Entre o caos electrónico e a placidez acústica
2008 assinalou o regresso aos discos de algumas das mais emblemáticas cantoras celebrizadas na década de 80. Grace Jones voltou após um longo hiato com o aplaudido "Hurricane", Cyndi Lauper fez o mesmo em "Bring Ya to the Brink", e Madonna completou meio século com "Hard Candy".
Não menos marcante do que estas, embora desde o início alvo de menor mediatismo, Anne Clark também apresentou recentemente um novo álbum, "The Smallest Acts of Kindness", 13 anos depois do anterior registo a solo ("To Love and Be Loved", de 1995).
Figura pioneira da new wave, que cruzou com spoken word e electrónicas soturnas em inícios dos anos 80, manteve actividade constante ao longo dessa década e durante parte da seguinte, com vários discos que definiram uma sonoridade própria onde a música e a palavra tinham a mesma relevância (a que não será alheio o facto de, além de cantora e compositora, ser também poetisa).

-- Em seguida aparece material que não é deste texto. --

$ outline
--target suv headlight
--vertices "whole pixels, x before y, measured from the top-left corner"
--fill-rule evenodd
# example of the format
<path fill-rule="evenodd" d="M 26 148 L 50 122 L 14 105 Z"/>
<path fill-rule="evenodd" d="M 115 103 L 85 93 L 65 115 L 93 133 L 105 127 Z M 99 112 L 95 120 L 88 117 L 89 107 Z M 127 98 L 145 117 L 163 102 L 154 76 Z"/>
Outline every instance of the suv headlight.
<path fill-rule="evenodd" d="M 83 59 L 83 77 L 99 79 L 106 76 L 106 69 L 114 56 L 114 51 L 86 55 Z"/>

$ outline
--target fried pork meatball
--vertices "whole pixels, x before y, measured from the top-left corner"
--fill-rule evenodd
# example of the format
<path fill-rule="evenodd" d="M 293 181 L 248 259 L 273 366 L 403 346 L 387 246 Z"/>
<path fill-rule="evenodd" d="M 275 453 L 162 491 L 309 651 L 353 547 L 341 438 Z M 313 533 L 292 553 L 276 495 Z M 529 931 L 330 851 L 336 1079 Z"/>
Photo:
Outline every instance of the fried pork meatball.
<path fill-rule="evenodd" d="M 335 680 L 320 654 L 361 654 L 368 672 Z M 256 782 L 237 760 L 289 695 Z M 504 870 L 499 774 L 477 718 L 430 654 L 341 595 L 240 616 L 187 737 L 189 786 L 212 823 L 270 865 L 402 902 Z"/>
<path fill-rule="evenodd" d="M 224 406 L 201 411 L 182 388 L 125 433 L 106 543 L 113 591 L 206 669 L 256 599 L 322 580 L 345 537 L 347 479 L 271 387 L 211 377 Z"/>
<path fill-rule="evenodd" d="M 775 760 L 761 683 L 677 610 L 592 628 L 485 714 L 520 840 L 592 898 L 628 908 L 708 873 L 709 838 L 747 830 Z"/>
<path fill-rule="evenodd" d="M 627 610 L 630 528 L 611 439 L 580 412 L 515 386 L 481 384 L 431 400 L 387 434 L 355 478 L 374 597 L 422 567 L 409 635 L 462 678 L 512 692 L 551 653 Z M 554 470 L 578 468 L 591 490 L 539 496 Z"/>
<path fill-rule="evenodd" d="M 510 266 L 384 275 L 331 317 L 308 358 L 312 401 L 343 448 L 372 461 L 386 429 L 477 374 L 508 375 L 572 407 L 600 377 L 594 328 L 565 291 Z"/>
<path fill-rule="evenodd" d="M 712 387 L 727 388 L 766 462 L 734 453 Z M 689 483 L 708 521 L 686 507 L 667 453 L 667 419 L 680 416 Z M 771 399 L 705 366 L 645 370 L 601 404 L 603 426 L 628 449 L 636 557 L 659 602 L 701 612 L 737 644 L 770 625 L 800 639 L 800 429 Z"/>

Apesar de pontuais singles com algum mediatismo, o sucesso comercial nunca foi particularmente forte, o que não impediu que a sua obra se mantivesse entre as mais influentes dentro da electrónica mais vanguardista, tendo fãs confessos como Alec Empire (dos Atari Teenage Riot), Sven Väth ou Mouse on Mars.
Em "The Smallest Acts of Kindness" as suas marcas de personalidade mantêm-se, mesmo que a produção e parte da composição tenham sido entregues ao alemão Xabec.
"Nothing Going On", o primeiro tema, deixa claro que este é um disco de Anne Clark, seja pelo pela electrónica com um forte sentido atmosférico e contemplativo, pela opção pelo spoken word ou pela inquietação da letra, todos elementos de um território reconhecível que contudo sugere aproximações ao imaginário dos 12 Rounds ou dos Golden Palominos (fase "Dead Inside").
Esta porta de entrada é, no entanto, pouco representativa do álbum, uma vez que a segunda canção, "The Hardest Heart", envereda por domínios mais acústicos, dando espaço ao violoncelo e piano, que também são os protagonistas de grande parte dos temas seguintes.
Mais plácidos e despojados do que o habitual em Anne Clark, momentos como este, "Waiting" ou "Know" não comportam o experimentalismo pelo qual a cantora se notabilizou mas resultam em belas canções onde melancolia e esperança se entrecruzam.
Em "Psalm" a electrónica regressa, ainda que de forma discreta, e o seu embalo rítmico conjuga-se bem com palavras cortantes acerca da forma como o Homem encara a religião, evidenciando que a sua autora continua a fazer música de intervenção atípica e intensa.
O espiritual torna-se épico em "As Soon as I Get Home", e em "Off Grid" revisita-se uma história de amor adolescente ao luar, cujo tom tranquilo e quase bucólico contrasta com a urgência de "Boy Racing" e "Prayer Before Birth" ou o dinamismo do instrumental "Zest!".
Estes momentos da recta final do disco assinalam um regresso imponente da electrónica, que tem o seu auge no genial primeiro single, "Full Moon", um dos mais arrebatadores dos últimos meses.
Autêntico vendaval musical, une teclados e sintetizadores às palavras de Clark numa atormentada análise ao mundo de hoje, e é quase um update de temas clássicos da cantora como "Our Darkness" ou "Homecoming".
"If", a derradeira faixa do álbum, reforça o tom apocalíptico ao prever um pouco admirável mundo novo, arrancando em modo pausado, quase só com voz, para explodir na segunda metade durante o episódio mais frenético do alinhamento.
Mesmo que os restantes não contem com o mesmo nível de inspiração, não deixa de ser algo injusto que "The Smallest Acts of Kindness" seja um forte vencedor na categoria de "melhor disco de 2008 que (quase) ninguém ouviu".
Mas depois de quase três décadas a criar outros álbuns com o mesmo estatuto, felizmente isso não será impedimento para que Anne Clark continue a surpreender. Só se espera que não demore mais 13 anos a fazê-lo.